Most people who eat keto food eat only to hunger – and without all the lab-engineered junk food, hunger is a much better indication of what your body actually needs. The “magic” of ketogenic diets is the way they get people to eat less without unrealistic requirements like counting every calorie or being hungry most of the time.
Just to back this up with something besides anecdotal success stories, studies generally support the finding that if people are allowed to eat as much as they want without counting calories, they naturally eat less on a low-carb diet than a high-carb diet. They often spontaneously lose weight, even without trying, because they’re eating so much less. As a user interface for managing your own internal hardware, keto works really well without the need for calorie-counting.

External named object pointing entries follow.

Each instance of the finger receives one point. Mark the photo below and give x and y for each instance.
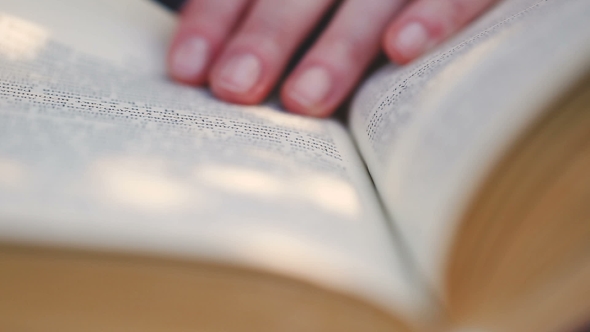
(203, 28)
(426, 23)
(334, 65)
(254, 59)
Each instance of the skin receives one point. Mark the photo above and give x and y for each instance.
(240, 48)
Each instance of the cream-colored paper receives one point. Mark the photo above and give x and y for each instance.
(98, 150)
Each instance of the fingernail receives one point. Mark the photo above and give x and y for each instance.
(190, 58)
(311, 87)
(241, 73)
(412, 40)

So – do you need to count calories on keto?
Most people who come in overweight and want to lose weight shouldn’t need to count calories.
If you aren’t losing weight, try counting for a couple days to see if you’re doing anything totally crazy like eating 1,500 calories of keto trail mix every day as a “snack” on top of your normal meals.
If you want to gain weight on keto and you can’t, try counting calories to make sure you’re getting enough.
But again, for most people, calorie-counting shouldn’t be necessary, because keto accomplishes the calorie-reduction magic without making you explicitly count them out. That’s one of the great parts about the diet – enjoy it!